Are we our own worst enemy?

This post was originally published on 5/29/2013

Much has been written about medical teams. Some feel the new role of the physician is as part of a team, and not the leader.

While there is no “I” in team, they work best with someone in a lead role. But even with a leader, teams must be a cooperative, collaborative effort by people with different skills, laboring to bring care (in the medical concept) to the patient (who is also now a part of the team).

In some cases physicians have become suspect and distrusted team leaders because of the bad behavior of a few within our ranks.

Teamwork is a skill, one which not all of us have built in. Those of us who trained 15 or more years ago were told we were the captains. While there were others who worked with us, we were always the leader.

The challenge became how best to lead, direct, command and decide what was best for the patient in the new era of care, with not enough physicians. You can see the challenge.

Like any leader with power, power can corrupt. Good leaders lead with vision, direction, inspiration and a clear sense of right. Bad leaders can demean, belittle, demand, and serve themselves, even if they have the patient’s care in mind, and worse if they don’t.

There is a time and place to command people around you. In a code or an acute severe trauma, having a situation “commander” is necessary.

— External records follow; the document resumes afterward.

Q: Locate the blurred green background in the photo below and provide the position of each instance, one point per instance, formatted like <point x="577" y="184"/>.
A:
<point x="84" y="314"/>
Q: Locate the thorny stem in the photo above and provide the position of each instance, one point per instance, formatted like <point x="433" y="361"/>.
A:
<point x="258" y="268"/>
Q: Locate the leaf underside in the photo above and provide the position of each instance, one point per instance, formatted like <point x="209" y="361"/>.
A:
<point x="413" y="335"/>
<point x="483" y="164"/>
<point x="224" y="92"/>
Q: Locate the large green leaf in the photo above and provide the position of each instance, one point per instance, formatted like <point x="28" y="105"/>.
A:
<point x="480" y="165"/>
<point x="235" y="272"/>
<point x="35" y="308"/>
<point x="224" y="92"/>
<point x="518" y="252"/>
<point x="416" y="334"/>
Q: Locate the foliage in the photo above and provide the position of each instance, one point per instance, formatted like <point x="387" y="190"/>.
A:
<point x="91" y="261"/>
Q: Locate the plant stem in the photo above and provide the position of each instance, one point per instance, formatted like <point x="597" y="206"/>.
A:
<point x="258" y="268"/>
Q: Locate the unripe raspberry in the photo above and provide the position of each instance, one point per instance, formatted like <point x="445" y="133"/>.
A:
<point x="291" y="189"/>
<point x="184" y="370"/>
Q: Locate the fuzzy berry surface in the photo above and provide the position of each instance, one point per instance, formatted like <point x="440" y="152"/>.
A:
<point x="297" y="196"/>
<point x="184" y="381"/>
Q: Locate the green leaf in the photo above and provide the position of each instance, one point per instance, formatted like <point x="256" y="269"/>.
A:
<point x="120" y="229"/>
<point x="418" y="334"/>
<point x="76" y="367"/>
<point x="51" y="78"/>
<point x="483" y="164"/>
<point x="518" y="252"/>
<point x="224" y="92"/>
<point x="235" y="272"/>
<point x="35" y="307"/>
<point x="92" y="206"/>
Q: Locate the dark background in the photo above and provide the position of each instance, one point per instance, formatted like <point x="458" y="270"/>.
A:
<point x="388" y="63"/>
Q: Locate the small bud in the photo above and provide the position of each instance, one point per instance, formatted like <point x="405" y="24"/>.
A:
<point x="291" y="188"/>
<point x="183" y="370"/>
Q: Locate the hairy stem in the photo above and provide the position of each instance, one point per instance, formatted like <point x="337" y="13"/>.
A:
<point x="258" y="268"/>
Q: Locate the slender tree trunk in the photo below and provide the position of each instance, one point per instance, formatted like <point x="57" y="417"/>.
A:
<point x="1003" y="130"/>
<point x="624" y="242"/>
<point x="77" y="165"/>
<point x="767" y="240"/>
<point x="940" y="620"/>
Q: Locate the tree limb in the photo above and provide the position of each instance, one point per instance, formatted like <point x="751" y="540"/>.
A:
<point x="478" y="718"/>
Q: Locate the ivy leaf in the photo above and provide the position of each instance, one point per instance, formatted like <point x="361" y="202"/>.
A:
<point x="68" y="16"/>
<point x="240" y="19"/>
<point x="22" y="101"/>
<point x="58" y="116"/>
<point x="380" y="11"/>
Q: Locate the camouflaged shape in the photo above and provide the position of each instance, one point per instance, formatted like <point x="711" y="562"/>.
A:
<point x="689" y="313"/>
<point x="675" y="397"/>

But in the new order, that commander must be a benevolent authoritarian and not a cruel dictator. The image of the physician throwing a chart or shouting and belittling those around them, commonplace many years ago, has mostly been suppressed by the new order and new guidelines about acceptable behavior.

Behavior not conducive to the best care delivery is not acceptable, and there are ways and methods to deal with the behavior. Physicians and administrators learn quickly the right methods and techniques to handle that.

But what about our non-clinical behavior that impacts clinical care and our image? Who is controlling that?

A physician in Michigan commits $1.6 million in Medicare fraud. A doctor in Milwaukee is charged with 13 counts of health care fraud. A physician in Alabama goes to jail in a $1 million fraud case. What schemes and what a bad name for the rest of us.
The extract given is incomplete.